Problems in Lymphoma Management: Special Sites of Presentation

During the past 4 decades, the curative potential of multiagent chemotherapy and selective irrad- iation of malignant lymphomas has become well established. Several subtypes of lymphoma can now be regularly cured and others palliated for long periods. A series of classification schemes have been developed, with each newer one bringing a better appreciation of the variability of these diseases and a better understanding of the basic biology, cellular and genetic characteristics, and natural history of each subtype.

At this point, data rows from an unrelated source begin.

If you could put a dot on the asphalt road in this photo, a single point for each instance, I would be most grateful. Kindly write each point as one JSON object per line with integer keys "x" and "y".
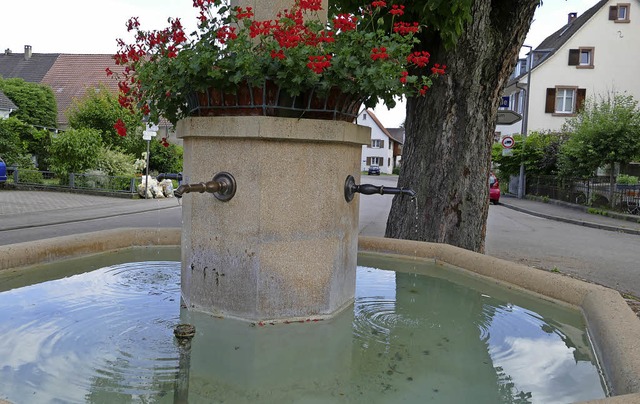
{"x": 605, "y": 257}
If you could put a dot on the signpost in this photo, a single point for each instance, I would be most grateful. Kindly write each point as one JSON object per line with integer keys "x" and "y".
{"x": 507, "y": 142}
{"x": 147, "y": 135}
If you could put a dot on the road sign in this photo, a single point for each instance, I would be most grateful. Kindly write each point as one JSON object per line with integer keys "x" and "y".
{"x": 148, "y": 134}
{"x": 508, "y": 117}
{"x": 507, "y": 142}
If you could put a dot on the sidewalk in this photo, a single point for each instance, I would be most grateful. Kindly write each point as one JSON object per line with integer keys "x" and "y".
{"x": 575, "y": 214}
{"x": 27, "y": 209}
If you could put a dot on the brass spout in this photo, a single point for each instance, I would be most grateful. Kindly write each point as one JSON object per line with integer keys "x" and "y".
{"x": 350, "y": 188}
{"x": 222, "y": 186}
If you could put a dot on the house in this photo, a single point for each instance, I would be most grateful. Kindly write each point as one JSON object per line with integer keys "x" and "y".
{"x": 592, "y": 56}
{"x": 68, "y": 75}
{"x": 6, "y": 106}
{"x": 385, "y": 147}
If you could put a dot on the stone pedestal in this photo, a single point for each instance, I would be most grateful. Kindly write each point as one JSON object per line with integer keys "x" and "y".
{"x": 284, "y": 247}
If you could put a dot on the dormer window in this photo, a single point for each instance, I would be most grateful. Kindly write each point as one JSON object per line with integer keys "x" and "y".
{"x": 619, "y": 12}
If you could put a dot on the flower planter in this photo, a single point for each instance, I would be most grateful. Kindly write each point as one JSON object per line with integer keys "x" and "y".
{"x": 270, "y": 100}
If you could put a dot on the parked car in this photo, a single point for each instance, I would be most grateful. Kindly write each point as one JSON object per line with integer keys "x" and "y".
{"x": 3, "y": 171}
{"x": 374, "y": 170}
{"x": 494, "y": 189}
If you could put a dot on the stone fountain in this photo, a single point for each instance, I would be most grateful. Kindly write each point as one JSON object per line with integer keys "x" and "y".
{"x": 270, "y": 233}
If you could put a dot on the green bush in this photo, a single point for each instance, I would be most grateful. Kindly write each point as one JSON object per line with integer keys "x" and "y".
{"x": 30, "y": 176}
{"x": 165, "y": 159}
{"x": 74, "y": 151}
{"x": 115, "y": 162}
{"x": 624, "y": 179}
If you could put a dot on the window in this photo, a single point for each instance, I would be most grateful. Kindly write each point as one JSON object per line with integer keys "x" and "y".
{"x": 564, "y": 100}
{"x": 582, "y": 57}
{"x": 619, "y": 12}
{"x": 376, "y": 161}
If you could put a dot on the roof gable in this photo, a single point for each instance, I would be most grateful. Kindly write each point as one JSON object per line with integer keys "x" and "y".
{"x": 72, "y": 74}
{"x": 31, "y": 69}
{"x": 555, "y": 41}
{"x": 377, "y": 122}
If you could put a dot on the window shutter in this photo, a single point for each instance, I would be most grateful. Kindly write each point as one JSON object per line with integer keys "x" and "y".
{"x": 550, "y": 102}
{"x": 574, "y": 57}
{"x": 580, "y": 97}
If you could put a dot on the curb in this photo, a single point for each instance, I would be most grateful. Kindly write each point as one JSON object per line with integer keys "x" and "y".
{"x": 83, "y": 219}
{"x": 572, "y": 221}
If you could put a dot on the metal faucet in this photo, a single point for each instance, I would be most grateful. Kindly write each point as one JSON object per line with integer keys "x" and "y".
{"x": 350, "y": 188}
{"x": 222, "y": 186}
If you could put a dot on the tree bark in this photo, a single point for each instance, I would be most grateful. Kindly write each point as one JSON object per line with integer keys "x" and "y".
{"x": 446, "y": 157}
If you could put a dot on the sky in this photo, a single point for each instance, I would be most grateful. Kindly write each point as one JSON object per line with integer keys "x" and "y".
{"x": 88, "y": 26}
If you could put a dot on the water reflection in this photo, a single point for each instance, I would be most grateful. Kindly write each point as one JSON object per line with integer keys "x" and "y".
{"x": 107, "y": 336}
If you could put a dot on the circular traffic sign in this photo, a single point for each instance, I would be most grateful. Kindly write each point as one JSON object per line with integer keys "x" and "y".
{"x": 507, "y": 142}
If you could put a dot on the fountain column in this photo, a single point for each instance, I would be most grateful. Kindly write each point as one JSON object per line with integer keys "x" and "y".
{"x": 285, "y": 246}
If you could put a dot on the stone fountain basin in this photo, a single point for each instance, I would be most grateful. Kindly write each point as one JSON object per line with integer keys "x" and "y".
{"x": 613, "y": 327}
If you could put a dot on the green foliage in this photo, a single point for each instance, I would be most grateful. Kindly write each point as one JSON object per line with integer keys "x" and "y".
{"x": 100, "y": 110}
{"x": 605, "y": 132}
{"x": 36, "y": 103}
{"x": 75, "y": 151}
{"x": 624, "y": 179}
{"x": 539, "y": 155}
{"x": 165, "y": 159}
{"x": 30, "y": 175}
{"x": 364, "y": 55}
{"x": 11, "y": 145}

As we have become able to identify the separate lymphomas and treat them with disease-specific programs, certain sites of lymphoma have been found to have special modes of presentation, patterns of metastatic spread, responses to treatment, and unique natural histories. Clinicians must understand these special natural histories if they are to deliver optimal care.

This review focuses on the problems posed by lymphoma presenting in five different anatomic sites: the eye, central nervous system (CNS), paranasal sinuses, testes, and stomach. The discussion concentrates on those aspects of presentation and natural history unique to each site.

Lymphoma of the Eye

Malignant lymphoma involves the structures of the eye in two quite distinct patterns.[1-4]

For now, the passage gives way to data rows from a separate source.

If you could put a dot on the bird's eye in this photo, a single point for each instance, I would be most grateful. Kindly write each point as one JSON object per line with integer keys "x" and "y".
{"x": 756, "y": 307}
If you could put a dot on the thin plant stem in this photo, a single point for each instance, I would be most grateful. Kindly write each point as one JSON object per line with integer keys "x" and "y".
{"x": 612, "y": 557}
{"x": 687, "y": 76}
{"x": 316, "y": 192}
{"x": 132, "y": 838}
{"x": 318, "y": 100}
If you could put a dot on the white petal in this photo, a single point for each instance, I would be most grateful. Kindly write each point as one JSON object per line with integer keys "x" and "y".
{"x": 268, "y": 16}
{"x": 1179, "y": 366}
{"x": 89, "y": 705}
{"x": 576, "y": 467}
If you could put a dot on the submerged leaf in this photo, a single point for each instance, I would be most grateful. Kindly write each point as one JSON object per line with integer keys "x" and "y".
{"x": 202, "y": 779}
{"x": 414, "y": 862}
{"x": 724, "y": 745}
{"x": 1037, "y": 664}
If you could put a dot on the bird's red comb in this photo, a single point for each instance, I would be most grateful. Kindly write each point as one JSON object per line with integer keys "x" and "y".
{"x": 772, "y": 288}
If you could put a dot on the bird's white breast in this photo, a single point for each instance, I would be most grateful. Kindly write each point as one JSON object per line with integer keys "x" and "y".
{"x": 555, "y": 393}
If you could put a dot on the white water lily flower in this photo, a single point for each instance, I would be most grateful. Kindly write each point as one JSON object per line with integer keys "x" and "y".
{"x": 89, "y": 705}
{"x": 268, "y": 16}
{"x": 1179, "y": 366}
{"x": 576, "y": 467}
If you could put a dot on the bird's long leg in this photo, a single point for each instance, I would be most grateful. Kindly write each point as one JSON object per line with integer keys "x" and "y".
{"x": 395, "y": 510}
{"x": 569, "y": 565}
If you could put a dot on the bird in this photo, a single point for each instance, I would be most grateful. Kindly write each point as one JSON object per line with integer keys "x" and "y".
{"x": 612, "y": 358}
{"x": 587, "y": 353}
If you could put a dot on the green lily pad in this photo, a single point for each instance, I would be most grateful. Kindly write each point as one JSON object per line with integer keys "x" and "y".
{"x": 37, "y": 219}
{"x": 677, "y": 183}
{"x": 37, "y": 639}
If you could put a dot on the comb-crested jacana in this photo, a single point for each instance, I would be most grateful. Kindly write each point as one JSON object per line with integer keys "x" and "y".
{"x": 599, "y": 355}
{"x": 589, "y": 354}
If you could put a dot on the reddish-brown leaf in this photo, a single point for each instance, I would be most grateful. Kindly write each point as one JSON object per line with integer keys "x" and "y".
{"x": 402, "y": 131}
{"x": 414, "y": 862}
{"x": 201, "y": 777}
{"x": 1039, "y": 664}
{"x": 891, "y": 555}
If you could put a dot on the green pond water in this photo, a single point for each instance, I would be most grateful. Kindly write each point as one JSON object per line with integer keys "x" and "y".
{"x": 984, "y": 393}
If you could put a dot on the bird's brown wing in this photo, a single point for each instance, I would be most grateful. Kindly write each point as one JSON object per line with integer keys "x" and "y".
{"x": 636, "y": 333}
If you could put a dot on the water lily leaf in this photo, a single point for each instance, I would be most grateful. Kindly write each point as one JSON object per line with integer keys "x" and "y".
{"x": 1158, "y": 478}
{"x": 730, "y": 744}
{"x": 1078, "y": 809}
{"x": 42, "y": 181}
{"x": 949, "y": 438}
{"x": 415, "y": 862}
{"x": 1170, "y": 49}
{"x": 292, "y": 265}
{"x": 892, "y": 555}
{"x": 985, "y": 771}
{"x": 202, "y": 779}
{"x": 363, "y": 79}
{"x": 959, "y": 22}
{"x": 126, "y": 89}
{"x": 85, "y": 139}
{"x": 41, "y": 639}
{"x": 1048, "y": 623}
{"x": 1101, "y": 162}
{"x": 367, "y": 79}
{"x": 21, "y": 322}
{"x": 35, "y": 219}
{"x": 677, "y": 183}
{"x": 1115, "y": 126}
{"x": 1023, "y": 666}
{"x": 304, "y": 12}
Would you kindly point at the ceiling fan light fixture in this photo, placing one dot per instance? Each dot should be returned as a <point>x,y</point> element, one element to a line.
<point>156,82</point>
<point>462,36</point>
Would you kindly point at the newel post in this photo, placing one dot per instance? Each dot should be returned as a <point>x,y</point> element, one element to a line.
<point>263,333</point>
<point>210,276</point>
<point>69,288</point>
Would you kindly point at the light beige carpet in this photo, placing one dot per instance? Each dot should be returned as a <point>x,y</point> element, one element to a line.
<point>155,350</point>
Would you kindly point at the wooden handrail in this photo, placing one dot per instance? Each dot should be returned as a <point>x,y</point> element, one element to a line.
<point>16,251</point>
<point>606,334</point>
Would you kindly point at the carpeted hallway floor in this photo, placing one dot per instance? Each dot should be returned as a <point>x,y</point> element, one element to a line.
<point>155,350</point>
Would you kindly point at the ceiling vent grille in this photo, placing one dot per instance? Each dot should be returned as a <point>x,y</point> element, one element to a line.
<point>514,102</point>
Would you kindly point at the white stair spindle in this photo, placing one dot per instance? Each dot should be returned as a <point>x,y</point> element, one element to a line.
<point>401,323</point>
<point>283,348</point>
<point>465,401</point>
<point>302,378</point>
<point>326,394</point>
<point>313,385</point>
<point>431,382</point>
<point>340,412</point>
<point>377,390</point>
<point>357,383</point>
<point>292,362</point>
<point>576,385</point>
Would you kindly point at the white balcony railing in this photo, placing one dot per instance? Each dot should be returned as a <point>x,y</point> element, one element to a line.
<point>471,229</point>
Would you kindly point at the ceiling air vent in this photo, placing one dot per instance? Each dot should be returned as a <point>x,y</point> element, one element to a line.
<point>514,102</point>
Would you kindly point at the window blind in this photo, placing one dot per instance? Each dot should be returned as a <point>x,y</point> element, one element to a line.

Periorbital Soft-Tissue Lymphoma

The most common presentation is in the periorbital soft tissues, particularly the conjunctival mucosal surfaces and area surrounding the lacrimal gland. Previously, the majority of these localized soft-tissue lymphomas presenting in periorbital soft tissue were classified as small lymphocytic lymphomas or pseudolymphoma—a term that indicates both the pathologist’s uneasiness with the diagnosis and the indolent, easily modified natural course of this entity. With the help of modern diagnostic tools, especially the ability to identify clonal B-cell disease on the basis of immunoglobulin gene rearrangement studies, it has become clear that these lymphomas are definite clonal neoplasms of B-cells. Most fit best into the new category designated mucosa-associated lymphoid tissue (MALT) lymphoma, an entity in the new Revised American-European Lymphoma (REAL) classification scheme.[5]

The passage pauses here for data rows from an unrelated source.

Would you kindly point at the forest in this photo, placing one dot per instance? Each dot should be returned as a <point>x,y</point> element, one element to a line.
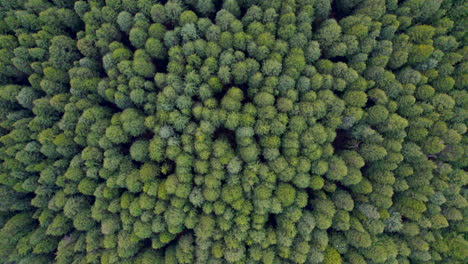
<point>233,131</point>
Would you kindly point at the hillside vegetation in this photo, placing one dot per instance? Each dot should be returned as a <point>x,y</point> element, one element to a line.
<point>233,131</point>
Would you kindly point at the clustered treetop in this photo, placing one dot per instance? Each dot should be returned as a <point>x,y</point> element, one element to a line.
<point>224,131</point>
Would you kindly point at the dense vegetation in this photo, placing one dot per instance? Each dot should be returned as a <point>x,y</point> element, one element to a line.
<point>233,131</point>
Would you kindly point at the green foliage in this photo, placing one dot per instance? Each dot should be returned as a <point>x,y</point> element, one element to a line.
<point>202,131</point>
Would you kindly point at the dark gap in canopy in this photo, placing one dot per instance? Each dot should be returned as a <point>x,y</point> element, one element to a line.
<point>224,133</point>
<point>343,140</point>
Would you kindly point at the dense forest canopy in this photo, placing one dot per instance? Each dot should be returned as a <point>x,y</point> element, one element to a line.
<point>233,131</point>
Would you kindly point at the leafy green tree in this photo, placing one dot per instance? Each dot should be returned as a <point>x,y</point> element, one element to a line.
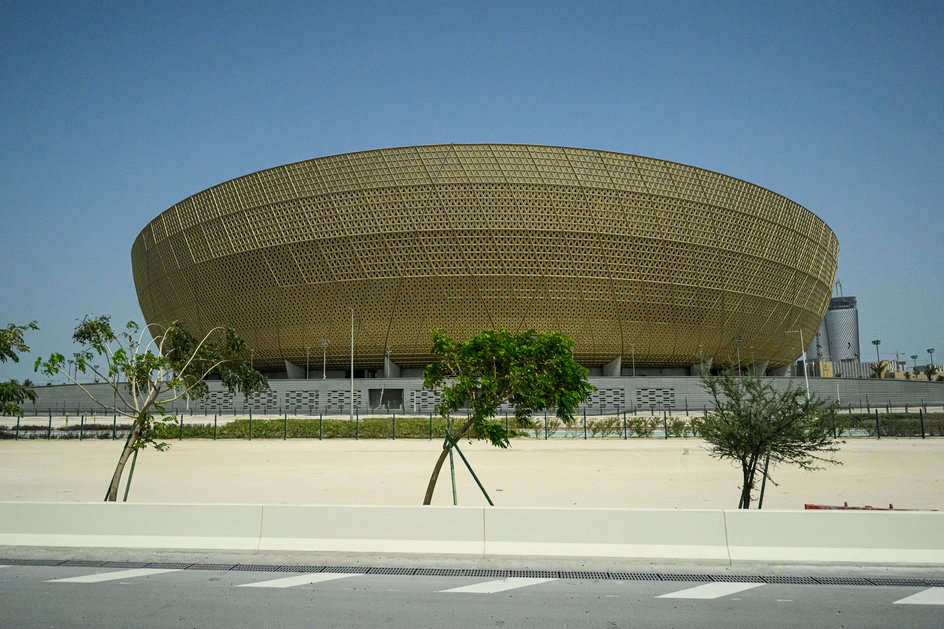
<point>753,423</point>
<point>147,375</point>
<point>531,372</point>
<point>12,393</point>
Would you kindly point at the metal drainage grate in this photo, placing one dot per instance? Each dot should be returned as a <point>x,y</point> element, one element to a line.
<point>791,580</point>
<point>634,576</point>
<point>686,577</point>
<point>391,571</point>
<point>441,572</point>
<point>736,578</point>
<point>350,569</point>
<point>85,563</point>
<point>568,574</point>
<point>842,580</point>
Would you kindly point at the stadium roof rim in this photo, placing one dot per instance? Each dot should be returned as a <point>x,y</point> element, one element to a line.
<point>556,146</point>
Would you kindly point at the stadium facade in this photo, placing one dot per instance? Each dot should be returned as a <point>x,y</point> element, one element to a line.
<point>648,264</point>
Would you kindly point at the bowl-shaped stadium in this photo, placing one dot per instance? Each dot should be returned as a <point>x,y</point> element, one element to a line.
<point>646,264</point>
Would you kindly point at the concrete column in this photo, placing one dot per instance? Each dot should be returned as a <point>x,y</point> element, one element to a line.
<point>612,368</point>
<point>758,368</point>
<point>694,370</point>
<point>294,372</point>
<point>391,369</point>
<point>780,371</point>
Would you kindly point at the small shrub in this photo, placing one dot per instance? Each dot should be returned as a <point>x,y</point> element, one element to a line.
<point>605,426</point>
<point>642,426</point>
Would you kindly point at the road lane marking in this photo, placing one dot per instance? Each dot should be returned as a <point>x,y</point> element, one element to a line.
<point>302,579</point>
<point>114,576</point>
<point>712,590</point>
<point>490,587</point>
<point>930,596</point>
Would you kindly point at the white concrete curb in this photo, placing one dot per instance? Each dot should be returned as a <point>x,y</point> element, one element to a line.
<point>702,535</point>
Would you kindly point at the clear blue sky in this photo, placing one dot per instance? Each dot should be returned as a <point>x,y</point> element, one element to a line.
<point>111,112</point>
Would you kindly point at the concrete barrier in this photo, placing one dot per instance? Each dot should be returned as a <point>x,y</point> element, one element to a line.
<point>641,533</point>
<point>373,529</point>
<point>895,537</point>
<point>912,537</point>
<point>130,525</point>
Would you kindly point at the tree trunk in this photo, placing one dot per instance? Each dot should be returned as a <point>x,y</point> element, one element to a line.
<point>746,488</point>
<point>431,487</point>
<point>126,452</point>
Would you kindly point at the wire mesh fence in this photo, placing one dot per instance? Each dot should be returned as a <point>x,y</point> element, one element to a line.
<point>857,423</point>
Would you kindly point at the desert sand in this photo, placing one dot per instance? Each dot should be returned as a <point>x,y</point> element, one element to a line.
<point>637,473</point>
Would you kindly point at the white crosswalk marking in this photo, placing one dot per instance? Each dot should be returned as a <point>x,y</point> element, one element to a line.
<point>712,590</point>
<point>302,579</point>
<point>114,576</point>
<point>490,587</point>
<point>930,596</point>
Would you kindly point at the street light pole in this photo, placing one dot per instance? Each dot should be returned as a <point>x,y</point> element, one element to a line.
<point>324,358</point>
<point>806,379</point>
<point>737,344</point>
<point>352,363</point>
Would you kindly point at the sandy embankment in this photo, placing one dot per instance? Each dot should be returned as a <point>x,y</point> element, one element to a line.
<point>653,473</point>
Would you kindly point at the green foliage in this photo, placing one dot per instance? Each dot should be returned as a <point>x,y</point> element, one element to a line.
<point>642,426</point>
<point>12,343</point>
<point>145,376</point>
<point>12,393</point>
<point>530,372</point>
<point>751,420</point>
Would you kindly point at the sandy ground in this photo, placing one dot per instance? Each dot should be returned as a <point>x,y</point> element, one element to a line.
<point>652,473</point>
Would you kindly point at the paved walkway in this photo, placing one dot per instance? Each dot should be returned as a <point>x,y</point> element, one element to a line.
<point>647,473</point>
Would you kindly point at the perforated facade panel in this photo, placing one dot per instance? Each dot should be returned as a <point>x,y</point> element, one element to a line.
<point>628,255</point>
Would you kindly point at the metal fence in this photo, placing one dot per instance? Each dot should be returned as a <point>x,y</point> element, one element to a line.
<point>653,424</point>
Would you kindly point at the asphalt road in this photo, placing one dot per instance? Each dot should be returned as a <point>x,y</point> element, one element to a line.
<point>106,597</point>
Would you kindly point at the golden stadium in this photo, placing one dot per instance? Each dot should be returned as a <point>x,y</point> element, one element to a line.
<point>644,263</point>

Radiation is highly effective in eradicating this type of lymphoma and is potentially curative in the majority of patients who present with localized disease.[1,3] The dose of irradiation should be kept in the range of 2,500 to 3,000 cGy to reduce the risk of cataract formation, xerophthalmia, and retinal damage. The lens must also be shielded if cataract formation is to be avoided.

Chemotherapy with agents suitable for low-grade lymphoma can induce prolonged remission and is the best choice if disease is widespread at diagnosis, recurs after irradiation, or if the morbidity of irradiation may be excessive. Interestingly, bilateral eye involvement with MALT is not uncommon. It may be synchronous or metachronous and can occur without other evidence of systemic disease. The pattern of spread implies a special interaction between these malignant B-cells and the mucosal microenvironment of the eye.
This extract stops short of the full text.